Olympic torch relay: Boy with epilepsy to carry flame
- 7 July 2012
- From the section Beds, Herts & Bucks
A Hertfordshire boy who has epilepsy with up to 50 seizures a day is to carry the Olympic torch during Sunday's leg of the relay.
Jack Gatehouse, 12, from Hemel Hempstead, also has Down's Syndrome and will carry the flame on the Hatfield leg of its 10-week trip around the UK.
After battling years of medical difficulties his family are pleased to have a happy event on which to focus.
"It's been a massive boost to us," said his father Pete Gatehouse.
"Life is difficult so it's nice to have something positive to look forward to and we have also met a lot of kind people along the way.
"Since it all started we've also realised that we can use the torch afterwards in our fundraising efforts."
A week after the relay, Jack's torch is set to be a big attraction at an event to raise money to for equipment that will improve his quality of life.
This includes a special wheelchair for a bike, funds to create a 'safe room' with padded walls and floor and a 'talk box' to help him communicate.
It is because of his speech problems that it is hard to tell how Jack is feeling about the part he is going to play in an historic event.
"We can't really gauge how excited he is, Jack has his own agenda, for him it's just another day, but the family are really excited," explained Mr Gatehouse.
Born in 1999, Jack underwent surgery within 18 hours of birth and was confirmed with Down's Syndrome shortly afterwards.
He spent the next three years going in and out of hospital with several respiratory conditions, was diagnosed with epilepsy aged four and was soon having up to 50 seizures a day.
"Jack's quality of life was slowly ebbing away, as the seizures got stronger," said Mr Gatehouse.
"He could be thrown across a room, or off a chair by a powerful seizure, which obviously, put his life at risk.
"Every day was spent picking him off the floor or tending to his bruises where he'd knocked himself about."
Aged 10, a medical team at Great Ormond Street Hospital suggested that brain surgery may help him, but his family then had to make a huge decision.
"We were told that he could die on the table," said Mr Gatehouse.
"It took us ages to decide whether to try to mend him or lose him but in the end we decided to go ahead."
In March 2011, Jack underwent six hours of brain surgery and returned home seizure free, but it did not last.
"For four months it worked and we were "up there", life was great, but then we came back down again, back to the depths of despair," explained his father.
"We were told that the surgery had an 80% success rate, but should it return it would be on a far lesser scale.
"Unfortunately, this wasn't the case for Jack, his seizures returned and they are just as punishing as before surgery."
Today, his seizures go in cycles, where he has a couple of weeks of up to 50 a day, sometimes for as long as 30 seconds each, then weeks of ten a day which is "as few as it ever is".
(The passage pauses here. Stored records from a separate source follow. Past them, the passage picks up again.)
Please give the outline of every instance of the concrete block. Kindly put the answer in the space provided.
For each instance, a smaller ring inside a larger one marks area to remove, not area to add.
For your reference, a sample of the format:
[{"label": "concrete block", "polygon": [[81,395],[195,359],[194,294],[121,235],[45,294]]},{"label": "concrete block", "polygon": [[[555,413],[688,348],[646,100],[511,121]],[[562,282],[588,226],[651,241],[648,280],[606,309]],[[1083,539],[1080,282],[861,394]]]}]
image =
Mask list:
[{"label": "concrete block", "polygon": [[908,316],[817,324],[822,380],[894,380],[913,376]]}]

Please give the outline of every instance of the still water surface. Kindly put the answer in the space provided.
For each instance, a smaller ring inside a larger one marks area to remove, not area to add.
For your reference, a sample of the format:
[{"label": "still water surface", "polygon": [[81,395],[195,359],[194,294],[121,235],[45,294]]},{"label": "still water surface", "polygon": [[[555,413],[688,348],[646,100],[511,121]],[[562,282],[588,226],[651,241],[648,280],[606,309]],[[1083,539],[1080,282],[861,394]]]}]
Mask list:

The seizures mean the day of the torch relay will present challenges, but his parents have been given permission by the relay organisers for him to have a chaperone.
His PE teacher Sally Lloyd, who nominated him, will run with him and Mr Gatehouse said he has no concerns.
"We're past worrying, it's part of our lives now," he said.
"If he has a seizure while running Sally will hold his hand, she will look after him.
"His seizures are like a light switch going off, it happens in a split second and his muscle control goes and he will fall, but holding his hand will go some way to stopping him.
"Generally though, he is on the way back up before he falls."
Jack's father said that his son "will love" the event.
"We will be able to see that," he said.
"He's a happy smiley little boy even after everything he has been through.
"He continues to bring sunshine into peoples lives with his wonderful personality and addictive smile, he is a cracking little lad."
The Voice for Jack event is on 15 July at Hemel Stags Rugby Club.